Eine gesetzliche Definition des Begriffes Craftbier gibt es in den klassischen Bierländern Deutschland, Belgien, England und Tschechien genauso wenig wie im Mutterland des Craftbieres, den USA.

Mythen und Legenden ranken sich um die Begriffe "Bier" im Allgemeinen und "Craftbier" im Besonderen.

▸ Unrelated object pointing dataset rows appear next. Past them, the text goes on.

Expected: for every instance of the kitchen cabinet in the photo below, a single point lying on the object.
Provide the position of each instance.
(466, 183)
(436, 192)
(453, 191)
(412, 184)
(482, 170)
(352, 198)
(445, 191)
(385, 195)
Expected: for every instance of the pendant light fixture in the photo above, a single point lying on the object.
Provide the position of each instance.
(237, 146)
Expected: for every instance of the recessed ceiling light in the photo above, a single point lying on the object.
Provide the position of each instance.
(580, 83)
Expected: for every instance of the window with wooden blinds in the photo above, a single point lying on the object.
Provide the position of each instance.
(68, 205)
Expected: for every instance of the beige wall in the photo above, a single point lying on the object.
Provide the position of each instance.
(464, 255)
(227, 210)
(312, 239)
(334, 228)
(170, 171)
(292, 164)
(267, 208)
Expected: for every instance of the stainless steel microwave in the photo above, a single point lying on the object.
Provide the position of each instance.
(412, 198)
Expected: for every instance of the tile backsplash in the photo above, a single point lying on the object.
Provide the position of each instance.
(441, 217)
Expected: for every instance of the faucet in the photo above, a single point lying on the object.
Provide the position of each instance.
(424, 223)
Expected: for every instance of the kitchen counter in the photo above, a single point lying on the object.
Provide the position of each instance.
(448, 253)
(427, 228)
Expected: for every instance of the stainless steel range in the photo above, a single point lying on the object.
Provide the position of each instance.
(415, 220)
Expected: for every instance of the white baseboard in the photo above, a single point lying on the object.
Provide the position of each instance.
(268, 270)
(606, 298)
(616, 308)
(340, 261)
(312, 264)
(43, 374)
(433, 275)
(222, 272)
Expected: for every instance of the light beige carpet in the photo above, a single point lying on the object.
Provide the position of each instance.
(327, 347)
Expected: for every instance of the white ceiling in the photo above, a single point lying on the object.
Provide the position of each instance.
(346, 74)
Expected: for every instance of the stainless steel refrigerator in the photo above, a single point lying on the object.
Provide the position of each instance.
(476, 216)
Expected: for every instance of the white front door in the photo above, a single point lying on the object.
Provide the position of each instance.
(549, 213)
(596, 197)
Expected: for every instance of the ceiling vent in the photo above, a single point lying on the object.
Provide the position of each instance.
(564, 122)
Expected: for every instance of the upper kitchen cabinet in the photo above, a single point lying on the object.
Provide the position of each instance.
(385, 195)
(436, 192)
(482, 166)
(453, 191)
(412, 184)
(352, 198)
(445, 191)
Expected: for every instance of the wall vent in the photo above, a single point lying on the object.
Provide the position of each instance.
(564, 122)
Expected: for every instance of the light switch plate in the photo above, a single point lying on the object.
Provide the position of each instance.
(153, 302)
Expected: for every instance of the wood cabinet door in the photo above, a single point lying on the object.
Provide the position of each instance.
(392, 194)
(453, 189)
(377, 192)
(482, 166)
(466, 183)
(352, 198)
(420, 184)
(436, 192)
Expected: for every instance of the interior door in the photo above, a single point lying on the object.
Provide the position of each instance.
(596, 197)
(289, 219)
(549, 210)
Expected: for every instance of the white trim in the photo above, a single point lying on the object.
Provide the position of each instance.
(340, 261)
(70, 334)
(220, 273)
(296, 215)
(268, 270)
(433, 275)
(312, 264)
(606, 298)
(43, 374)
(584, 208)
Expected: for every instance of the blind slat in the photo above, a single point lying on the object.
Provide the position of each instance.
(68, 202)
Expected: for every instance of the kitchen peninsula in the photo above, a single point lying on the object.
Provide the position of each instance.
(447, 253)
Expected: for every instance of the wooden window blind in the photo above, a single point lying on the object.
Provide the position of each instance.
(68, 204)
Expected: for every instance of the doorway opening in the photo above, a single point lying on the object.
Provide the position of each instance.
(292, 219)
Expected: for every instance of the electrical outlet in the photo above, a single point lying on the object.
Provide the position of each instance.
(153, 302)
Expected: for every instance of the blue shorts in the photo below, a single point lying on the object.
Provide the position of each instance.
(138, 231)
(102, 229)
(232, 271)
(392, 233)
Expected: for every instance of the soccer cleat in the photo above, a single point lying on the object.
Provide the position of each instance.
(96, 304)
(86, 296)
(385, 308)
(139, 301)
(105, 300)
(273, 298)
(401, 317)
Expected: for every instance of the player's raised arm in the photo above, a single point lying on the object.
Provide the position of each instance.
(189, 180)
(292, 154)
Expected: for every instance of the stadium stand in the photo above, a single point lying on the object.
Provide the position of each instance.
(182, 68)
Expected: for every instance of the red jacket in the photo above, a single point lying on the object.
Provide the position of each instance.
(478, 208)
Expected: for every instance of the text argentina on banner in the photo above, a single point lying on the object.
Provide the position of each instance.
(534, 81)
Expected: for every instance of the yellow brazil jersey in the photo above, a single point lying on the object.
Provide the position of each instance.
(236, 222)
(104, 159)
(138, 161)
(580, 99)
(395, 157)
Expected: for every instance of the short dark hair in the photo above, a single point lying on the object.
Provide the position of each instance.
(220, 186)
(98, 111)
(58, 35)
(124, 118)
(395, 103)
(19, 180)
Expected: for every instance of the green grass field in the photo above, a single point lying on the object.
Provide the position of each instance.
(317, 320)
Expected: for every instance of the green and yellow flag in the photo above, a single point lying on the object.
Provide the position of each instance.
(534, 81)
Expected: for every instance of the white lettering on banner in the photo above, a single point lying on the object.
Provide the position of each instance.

Es gibt sie, diese Definition des Craftbieres. Denn wenn Du die Geschichte des Craftbiers betrachtest, dann ist diese unstrittig und hat sich wie folgt ereignet:

Craftbier – eine historische Definition:

  • Seit Beginn der Prohibition (Verbot bestimmter Drogen) waren die USA das Land der uniformen Leicht- und Einheitsbiere.
  • Am 14. Oktober 1978 unterzeichnete der damalige Präsident Jimmy Carter das Gesetz "H. R. 1337" und legalisierte damit das bislang verbotene Heimbrauen sowie die Gründung kleiner Brauereien. Man nannte diese zunächst „Microbreweries“.
  • Aus dieser Situation heraus begannen viele Menschen zu Hause von Hand ihr eigenes Bier zu brauen. Dabei kamen längst vergessene Zutaten wie Aromahopfen, Spezialmalze, spezielle Hefen, Gewürze, Früchte und mehr zum Einsatz. Die resultierenden naturtrüben Biere eröffneten ungeahnte Geschmackswelten.
  • Heute wurden aus manchen Heimbrauern weltberühmte Brauereien und ein weltweiter Trend: Die Wiederentdeckung der Individualität und Vielfalt, die ein handgemachtes Bier bieten kann.
  • Zahlreiche gewachsene Brauereien in aller Welt schlossen und schließen sich noch heute an und brauen Craftbier.
  • Craftbier wurde so zur Übersetzung des Megatrends nach Individualität und Vielfalt in die Brauersprache.
  • Alleine in den USA stieg die Anzahl der Brauereien von 92 Brauereien im Jahr 1980 auf rund 10.000 im Jahr 2024 an.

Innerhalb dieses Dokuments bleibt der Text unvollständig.